The GBPEUR exchange rate is higher on Friday after seeing a sharp sell-off on yesterday’s BoE rate announcement. Some data was released this morning for European trade and UK construction, but the market wants more clarity on the Scottish election picture. Counting began at 9am on Friday and traders are looking to see if the SNP can secure a majority.
GBPEUR bounced off the 1.15 level yesterday and now trades at 1.1522.
SNP majority predicted by YouGov
Nicola Sturgeon’s SNP party is currently on track for a fourth term, but the question is whether a majority is possible. A final study by YouGov has said that the SNP will secure a four-seat majority and predicted that the party would get 52% of the constituency vote and 38% on the regional list. Another poll by Panelbase expected a “knife-edge” majority.
As things stand, the SNP looks likely to get a majority, but the underlying support is not really there for changing the course of the nation with another independence vote. It seems in politics that everything is split down the middle these days, with support for Scottish independence, Brexit and the Joe Biden Presidency, three examples of razor-thin majorities but that is a sign of the times.
The same YouGov study also forecast that Scottish Greens could double their current MSP tally with 13% of the vote. This would actually boost the voices for an independent Scotland, but the unfortunate situation for Scottish voters is that most of what they can vote is then hijacked for another tilt at independence and seen as a mandate.
The GBPEUR was stuck at 1.15 for a full week until a 100 pip rally over the first half of this week. Those gains evaporated yesterday as the Bank of England cut its bond buying programme by £1bn per week. The bank reassured investors that it wasn’t a change of policy stance and also committed to the path of no rate rises until 2023. The BoE upped its growth forecast to 7.2% for the UK economy.
EU trade and UK construction growth
German companies shrugged off the economic turmoil to increase export levels for the eleventh month in a row during March, according to data from the Statistics Office. German export growth hit 1.2%, which was twice the pace economists had forecast. Exports to the UK fell for a third-straight month since the country left the EU’s internal market on January 1st, with goods shrinking by 13.2% to €6.5 bn.
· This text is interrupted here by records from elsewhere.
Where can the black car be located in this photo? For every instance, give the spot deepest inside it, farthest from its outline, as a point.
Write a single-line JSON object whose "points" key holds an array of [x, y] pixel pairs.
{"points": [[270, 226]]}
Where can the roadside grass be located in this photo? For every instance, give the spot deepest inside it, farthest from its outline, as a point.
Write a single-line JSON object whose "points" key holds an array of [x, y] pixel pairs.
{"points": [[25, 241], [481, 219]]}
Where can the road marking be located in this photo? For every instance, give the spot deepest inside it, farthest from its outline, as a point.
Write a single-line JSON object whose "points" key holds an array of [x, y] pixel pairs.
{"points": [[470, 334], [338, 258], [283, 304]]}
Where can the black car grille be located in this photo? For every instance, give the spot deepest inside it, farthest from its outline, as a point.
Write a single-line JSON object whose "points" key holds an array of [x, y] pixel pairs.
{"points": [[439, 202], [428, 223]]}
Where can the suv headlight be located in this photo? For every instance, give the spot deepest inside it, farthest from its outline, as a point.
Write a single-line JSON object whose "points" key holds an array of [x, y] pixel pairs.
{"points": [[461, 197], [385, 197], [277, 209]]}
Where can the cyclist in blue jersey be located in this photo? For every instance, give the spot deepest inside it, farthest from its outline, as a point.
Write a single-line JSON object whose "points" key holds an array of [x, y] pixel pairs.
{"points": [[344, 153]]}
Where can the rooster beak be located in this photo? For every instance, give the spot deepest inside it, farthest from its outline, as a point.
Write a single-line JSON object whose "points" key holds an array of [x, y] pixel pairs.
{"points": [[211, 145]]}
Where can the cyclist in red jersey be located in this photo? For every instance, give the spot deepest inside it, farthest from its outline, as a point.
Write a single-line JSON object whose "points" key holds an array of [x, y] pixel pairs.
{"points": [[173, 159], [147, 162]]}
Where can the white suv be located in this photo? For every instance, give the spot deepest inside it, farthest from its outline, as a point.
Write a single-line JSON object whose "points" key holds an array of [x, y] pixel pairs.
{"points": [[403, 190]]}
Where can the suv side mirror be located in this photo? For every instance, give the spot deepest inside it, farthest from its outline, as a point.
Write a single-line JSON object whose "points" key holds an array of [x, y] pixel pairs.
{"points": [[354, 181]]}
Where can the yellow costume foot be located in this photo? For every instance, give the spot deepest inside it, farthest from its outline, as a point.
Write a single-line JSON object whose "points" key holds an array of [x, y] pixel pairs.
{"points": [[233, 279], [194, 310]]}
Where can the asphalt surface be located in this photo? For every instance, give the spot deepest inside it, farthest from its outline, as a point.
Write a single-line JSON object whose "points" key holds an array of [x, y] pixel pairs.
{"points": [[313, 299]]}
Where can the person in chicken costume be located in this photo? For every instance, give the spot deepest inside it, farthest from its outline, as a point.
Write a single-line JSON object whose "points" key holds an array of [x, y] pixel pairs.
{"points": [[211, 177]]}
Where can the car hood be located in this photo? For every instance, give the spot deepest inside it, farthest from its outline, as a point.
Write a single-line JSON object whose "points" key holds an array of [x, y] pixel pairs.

Italian retail sales were poor with a reading of -0.1% after a strong bounce last month to around 6%.
British construction activity also continued its bounce last month, with the index close to a six-and-a-half-year record set in March.
The IHS Markit/CIPS Construction Purchasing Managers’ Index (PMI) dipped slightly to 61.6 in April from 61.7 in March, but new orders have jumped as the reopening gives businesses hope that the worst of the restrictions are behind them.